Finding information on your topic
If you are new to your topic or would like to start by reading some more general background information, here are some good places to start:
Use Omni to find books (print and online) on your topic from Western Libraries and the Affiliated University College Libraries
Note: Review articles, an important source of background information, can be really helpful in getting started: They synthesize key research on your topic, and normally are written by experts in your fields.
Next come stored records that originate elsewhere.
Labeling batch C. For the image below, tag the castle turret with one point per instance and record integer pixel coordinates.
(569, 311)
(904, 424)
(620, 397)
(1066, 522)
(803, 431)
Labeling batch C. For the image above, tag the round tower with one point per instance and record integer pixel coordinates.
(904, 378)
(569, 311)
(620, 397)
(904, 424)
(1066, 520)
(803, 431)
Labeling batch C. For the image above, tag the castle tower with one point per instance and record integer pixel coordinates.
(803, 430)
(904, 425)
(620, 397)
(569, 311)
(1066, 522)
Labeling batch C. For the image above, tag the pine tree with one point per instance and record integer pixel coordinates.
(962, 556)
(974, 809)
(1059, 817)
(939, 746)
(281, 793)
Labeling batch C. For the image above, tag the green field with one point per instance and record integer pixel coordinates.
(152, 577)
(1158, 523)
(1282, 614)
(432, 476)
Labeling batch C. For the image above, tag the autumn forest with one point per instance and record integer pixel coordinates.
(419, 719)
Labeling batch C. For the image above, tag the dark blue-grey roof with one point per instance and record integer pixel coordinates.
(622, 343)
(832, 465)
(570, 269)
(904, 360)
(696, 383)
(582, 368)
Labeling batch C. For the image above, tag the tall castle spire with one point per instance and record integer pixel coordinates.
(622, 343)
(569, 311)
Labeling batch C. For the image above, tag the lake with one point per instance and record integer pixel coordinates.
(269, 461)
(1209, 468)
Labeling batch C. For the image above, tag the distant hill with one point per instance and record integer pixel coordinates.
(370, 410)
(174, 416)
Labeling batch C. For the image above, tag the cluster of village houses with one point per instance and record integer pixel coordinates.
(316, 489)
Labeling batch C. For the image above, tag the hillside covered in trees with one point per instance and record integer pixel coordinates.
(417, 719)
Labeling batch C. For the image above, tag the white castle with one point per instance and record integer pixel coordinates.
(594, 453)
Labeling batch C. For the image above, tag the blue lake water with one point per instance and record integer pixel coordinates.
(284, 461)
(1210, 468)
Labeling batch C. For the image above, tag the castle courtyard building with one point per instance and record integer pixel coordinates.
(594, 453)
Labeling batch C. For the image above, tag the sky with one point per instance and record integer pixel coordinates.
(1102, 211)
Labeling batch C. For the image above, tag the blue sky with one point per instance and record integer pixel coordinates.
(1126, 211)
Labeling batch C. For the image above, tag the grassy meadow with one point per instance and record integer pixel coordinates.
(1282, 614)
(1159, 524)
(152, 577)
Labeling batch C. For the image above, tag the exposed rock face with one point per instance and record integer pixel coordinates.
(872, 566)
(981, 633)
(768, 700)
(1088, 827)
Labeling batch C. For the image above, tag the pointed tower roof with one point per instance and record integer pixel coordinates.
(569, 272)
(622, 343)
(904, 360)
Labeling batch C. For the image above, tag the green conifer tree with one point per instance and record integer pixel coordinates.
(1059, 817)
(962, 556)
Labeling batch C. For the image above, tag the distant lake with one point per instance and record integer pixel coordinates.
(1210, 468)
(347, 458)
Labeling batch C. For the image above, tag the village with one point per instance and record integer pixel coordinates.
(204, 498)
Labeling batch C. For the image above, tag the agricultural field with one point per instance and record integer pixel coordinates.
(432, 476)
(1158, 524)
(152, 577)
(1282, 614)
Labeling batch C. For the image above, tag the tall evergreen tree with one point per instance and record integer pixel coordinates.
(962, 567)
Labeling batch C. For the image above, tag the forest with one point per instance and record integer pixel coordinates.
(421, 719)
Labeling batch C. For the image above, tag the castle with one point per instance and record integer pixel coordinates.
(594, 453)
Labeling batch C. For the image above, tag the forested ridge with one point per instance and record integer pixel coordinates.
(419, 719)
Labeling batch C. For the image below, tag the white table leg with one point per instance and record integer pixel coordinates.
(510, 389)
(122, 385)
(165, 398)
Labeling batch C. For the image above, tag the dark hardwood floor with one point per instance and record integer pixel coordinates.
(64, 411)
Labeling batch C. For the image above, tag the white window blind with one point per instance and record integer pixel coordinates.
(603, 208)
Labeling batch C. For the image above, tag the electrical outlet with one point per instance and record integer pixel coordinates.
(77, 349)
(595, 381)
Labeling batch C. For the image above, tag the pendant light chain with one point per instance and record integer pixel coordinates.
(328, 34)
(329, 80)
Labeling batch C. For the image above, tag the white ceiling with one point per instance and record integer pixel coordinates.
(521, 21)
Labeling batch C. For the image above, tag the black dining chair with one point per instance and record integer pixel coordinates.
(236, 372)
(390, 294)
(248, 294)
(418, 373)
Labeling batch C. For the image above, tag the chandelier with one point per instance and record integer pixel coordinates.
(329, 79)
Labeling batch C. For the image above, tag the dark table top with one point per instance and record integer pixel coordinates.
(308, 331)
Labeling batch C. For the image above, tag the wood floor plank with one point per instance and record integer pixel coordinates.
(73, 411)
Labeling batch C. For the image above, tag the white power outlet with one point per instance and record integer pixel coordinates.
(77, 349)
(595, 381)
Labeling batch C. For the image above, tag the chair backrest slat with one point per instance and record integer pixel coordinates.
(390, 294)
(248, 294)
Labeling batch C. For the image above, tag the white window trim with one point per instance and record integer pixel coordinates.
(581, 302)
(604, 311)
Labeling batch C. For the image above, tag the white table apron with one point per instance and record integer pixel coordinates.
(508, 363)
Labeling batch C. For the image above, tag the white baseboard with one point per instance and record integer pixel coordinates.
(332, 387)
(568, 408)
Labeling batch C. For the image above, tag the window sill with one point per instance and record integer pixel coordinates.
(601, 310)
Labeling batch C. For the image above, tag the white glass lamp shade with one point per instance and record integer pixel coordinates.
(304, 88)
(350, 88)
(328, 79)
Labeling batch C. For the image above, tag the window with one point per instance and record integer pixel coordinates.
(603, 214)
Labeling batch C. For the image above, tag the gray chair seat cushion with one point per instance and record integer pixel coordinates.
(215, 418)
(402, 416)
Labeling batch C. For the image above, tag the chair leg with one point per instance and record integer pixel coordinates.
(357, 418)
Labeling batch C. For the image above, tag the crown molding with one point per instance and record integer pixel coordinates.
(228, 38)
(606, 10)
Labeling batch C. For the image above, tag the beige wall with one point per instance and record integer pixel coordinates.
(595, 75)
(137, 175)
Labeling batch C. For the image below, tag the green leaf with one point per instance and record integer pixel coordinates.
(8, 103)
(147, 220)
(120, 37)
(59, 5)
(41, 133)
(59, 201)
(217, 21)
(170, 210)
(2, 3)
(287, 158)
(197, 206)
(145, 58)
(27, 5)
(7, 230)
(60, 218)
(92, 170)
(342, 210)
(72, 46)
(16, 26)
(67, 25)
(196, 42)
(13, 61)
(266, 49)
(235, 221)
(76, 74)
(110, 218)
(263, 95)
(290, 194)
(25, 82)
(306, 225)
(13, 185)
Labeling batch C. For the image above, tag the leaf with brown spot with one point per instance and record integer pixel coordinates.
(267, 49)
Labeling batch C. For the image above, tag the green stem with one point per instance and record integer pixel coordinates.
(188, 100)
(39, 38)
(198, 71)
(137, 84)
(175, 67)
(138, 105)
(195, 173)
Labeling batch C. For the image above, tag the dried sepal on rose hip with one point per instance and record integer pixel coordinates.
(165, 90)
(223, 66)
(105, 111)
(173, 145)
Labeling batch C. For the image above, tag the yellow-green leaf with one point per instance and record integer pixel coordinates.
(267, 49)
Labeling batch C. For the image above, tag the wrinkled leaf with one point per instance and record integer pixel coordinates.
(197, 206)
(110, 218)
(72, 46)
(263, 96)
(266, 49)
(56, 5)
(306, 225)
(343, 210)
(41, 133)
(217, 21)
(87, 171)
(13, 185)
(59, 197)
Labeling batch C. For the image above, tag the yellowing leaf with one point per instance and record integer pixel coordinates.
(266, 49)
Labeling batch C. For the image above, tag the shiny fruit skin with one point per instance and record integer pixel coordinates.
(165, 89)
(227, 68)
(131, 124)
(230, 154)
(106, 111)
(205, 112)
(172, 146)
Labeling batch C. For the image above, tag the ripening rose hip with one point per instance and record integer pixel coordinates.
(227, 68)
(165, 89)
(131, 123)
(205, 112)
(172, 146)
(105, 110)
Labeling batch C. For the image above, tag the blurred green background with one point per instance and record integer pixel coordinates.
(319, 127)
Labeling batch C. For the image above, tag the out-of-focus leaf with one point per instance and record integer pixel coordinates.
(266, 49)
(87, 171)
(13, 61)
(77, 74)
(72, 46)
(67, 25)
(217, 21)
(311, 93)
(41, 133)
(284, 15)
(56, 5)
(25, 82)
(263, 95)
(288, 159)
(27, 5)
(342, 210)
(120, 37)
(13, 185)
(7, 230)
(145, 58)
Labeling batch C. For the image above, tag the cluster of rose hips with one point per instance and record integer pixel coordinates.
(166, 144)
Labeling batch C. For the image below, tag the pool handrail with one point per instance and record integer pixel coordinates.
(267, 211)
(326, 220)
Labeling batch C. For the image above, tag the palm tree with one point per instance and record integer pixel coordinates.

Review articles can be found in databases.
You can find primary information sources, such as articles and conference papers, in the following databases:
MathSciNet is a comprehensive database covering the world's mathematical literature since 1940, providing Web access to the bibliographic data and reviews of mathematical research literature contained in the Mathematical Reviews Database.
Project Euclid Prime
Project Euclid hosts 1.8 million pages of open-access content in mathematics and statistics, and over 70% are openly available.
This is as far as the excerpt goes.